Sony Entities Seek Dismissal of `S.W.A.T’ Actor’s Negligence Suit

LOS ANGELES (CNS) – A lawsuit filed against two Sony entities by a “S.W.A.T.” television series actor injured in 2018 while shooting a scene involving a helicopter on the CBS series should be dismissed because neither company was involved in the stunt’s coordination, defense attorneys argue in new court papers.

Kenny Johnson, now 59, brought the lawsuit in July 2020 in Los Angeles Superior Court against Sony Pictures Entertainment Inc., Sony subsidiary Sony Pictures Television Inc. and Topanga Productions Inc., alleging negligence, ultrahazardous activity and peculiar risk.

Johnson plays the character of Officer Dominque Luca and was on the “S.W.A.T.” set on July 18, 2018, to film a scene in which he was to simulate being pulled through the air while hanging onto the landing gear of a helicopter, according to the suit, which alleges the actor was “unreasonably exposed to danger and injury” during filming.

But in court papers filed Wednesday, defense attorneys argue that the Sony entities did not provide the equipment used in the¬†¬†stunt or take part in its design or coordination. The companies also did not have control over the work Johnson performed during the “S.W.A.T.” series, according to the defense attorneys’ court papers.

Topanga Productions paid for Johnson’s workers’ compensation insurance and therefore the part of the plaintiff’s case should be in that arena and not the courts, the defense attorneys further argue in their court papers.

According to the suit, Johnson was healthy and in good physical shape before the incident, but afterward was injured in his “health, strength and activity” and also sustained shock and injury to his nervous system.

But according to the defense attorneys court papers, Johnson’s stunt was not a highly risky activity because while the actor was hanging on a bar during the scene to simulate hanging from the underside of a helicopter, he was actually standing on a 12-inch apple box and was only a few feet in the air over eight-inch pads.

“SPE had no involvement with approving or disapproving, and made no recommendations with respect to, the subject stunt that Plaintiff performed on the set on “S.W.A.T,” the defense attorneys state in their court papers. “SPE did not guaranty or ensure, and was not responsible for, the on-set safety with respect to the production of “S.W.A.T.”

The same point was emphasized in a sworn declaration filed by Adam Moos, a senior vice president for production for SPT, who said Topanga Productions was in charge of safety on the “S.W.A.T.” set.

“Topanga solely provided and implemented the safety programs and affirmatively undertook to provide a safe working environment at plaintiff’s workplace,” Moos said.

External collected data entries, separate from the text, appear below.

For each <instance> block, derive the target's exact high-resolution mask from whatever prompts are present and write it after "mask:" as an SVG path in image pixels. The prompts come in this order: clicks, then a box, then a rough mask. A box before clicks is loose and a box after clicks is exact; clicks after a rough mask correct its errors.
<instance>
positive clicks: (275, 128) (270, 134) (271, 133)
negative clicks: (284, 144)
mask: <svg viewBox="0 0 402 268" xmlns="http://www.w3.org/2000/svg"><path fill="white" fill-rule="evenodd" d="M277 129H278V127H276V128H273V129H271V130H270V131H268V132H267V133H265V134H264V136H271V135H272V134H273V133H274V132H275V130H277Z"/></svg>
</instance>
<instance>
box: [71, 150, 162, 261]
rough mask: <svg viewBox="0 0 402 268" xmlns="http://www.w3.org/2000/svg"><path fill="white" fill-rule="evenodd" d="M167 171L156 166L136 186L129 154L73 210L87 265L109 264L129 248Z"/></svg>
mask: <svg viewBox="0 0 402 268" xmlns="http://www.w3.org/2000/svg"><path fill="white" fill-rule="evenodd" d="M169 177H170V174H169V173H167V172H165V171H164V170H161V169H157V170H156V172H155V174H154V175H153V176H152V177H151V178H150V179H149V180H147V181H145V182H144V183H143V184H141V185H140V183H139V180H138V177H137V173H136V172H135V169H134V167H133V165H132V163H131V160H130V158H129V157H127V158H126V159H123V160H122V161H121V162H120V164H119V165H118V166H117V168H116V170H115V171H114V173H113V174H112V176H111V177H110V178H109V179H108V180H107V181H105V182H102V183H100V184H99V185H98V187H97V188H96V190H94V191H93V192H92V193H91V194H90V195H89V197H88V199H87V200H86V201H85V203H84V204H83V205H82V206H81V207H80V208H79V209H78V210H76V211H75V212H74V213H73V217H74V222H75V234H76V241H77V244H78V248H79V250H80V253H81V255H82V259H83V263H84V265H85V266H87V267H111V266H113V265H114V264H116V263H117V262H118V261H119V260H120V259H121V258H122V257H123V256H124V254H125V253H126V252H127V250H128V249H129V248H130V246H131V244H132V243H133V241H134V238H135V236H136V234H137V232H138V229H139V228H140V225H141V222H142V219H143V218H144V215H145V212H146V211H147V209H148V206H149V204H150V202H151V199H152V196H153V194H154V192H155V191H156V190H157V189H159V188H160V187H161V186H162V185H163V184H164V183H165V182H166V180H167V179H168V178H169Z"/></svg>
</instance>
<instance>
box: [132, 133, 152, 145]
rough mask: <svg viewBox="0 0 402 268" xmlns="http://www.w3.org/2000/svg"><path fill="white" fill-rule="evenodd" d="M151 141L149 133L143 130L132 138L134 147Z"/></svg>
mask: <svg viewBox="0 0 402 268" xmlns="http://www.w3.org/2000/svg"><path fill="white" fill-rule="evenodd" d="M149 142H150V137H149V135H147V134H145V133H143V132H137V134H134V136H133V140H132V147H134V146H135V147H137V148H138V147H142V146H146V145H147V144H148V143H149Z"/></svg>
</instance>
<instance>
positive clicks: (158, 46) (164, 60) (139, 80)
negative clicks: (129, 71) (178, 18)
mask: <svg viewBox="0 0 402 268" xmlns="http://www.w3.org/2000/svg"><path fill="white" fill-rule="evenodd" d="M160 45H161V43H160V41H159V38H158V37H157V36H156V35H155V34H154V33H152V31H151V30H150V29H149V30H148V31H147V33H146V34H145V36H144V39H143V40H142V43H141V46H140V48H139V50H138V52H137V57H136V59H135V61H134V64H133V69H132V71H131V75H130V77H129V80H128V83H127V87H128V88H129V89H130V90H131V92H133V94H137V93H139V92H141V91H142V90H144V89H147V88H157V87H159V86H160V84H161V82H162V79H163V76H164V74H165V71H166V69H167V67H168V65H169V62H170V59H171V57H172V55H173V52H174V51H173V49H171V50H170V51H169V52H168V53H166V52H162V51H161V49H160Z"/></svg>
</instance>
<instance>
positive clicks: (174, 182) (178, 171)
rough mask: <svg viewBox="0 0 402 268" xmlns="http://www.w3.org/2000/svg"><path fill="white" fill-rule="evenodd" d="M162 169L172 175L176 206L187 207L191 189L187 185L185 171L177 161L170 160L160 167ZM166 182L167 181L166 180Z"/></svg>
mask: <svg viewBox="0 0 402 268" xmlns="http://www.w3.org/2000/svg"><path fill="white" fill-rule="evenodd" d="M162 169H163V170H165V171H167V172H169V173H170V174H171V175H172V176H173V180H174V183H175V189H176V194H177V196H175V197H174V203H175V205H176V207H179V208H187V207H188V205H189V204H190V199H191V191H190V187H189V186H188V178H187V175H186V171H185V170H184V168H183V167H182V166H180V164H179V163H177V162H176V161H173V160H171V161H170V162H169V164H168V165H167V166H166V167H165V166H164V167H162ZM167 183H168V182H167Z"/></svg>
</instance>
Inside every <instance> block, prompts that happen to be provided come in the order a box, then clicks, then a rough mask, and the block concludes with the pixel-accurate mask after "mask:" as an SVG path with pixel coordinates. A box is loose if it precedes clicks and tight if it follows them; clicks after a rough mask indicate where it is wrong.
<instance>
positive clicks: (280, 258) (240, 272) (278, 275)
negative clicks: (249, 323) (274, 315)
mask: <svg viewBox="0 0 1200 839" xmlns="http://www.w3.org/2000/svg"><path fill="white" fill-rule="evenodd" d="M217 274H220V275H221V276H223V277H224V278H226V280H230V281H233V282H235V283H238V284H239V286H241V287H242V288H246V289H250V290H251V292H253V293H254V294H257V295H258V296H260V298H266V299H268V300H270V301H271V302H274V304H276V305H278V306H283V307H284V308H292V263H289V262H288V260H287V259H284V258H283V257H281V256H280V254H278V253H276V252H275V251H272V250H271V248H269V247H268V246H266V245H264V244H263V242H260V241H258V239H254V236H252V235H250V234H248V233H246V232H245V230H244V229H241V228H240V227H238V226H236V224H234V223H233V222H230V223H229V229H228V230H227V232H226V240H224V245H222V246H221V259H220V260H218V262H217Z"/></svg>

By contrast, because SPT was not involved with the production of “S.W.A.T.” in any manner, it was not SPT’s responsibility, contractual or otherwise, to address any safety issues…”

Jonathan Boyer, SPE’s director of production safety for Sony Pictures Entertainment, said in a separate declaration that his department does “not oversee” the safety of every stunt on every production.”

Boyer said his department’s role with “S.W.A.T.” and other productions was to be a resource and provide safety recommendations on how to do things as safely as possible.

A hearing on the defense motion to dismiss Johnson’s case is scheduled Oct. 12 before Judge Daniel M. Crowley.

Johnson’s other roles include portraying Detective Curtis Lemansky in “The Shield,” Butch “Burner” Barnes in “Pensacola: Wings of Gold” and Detective Ham Dewey in “Saving Grace.”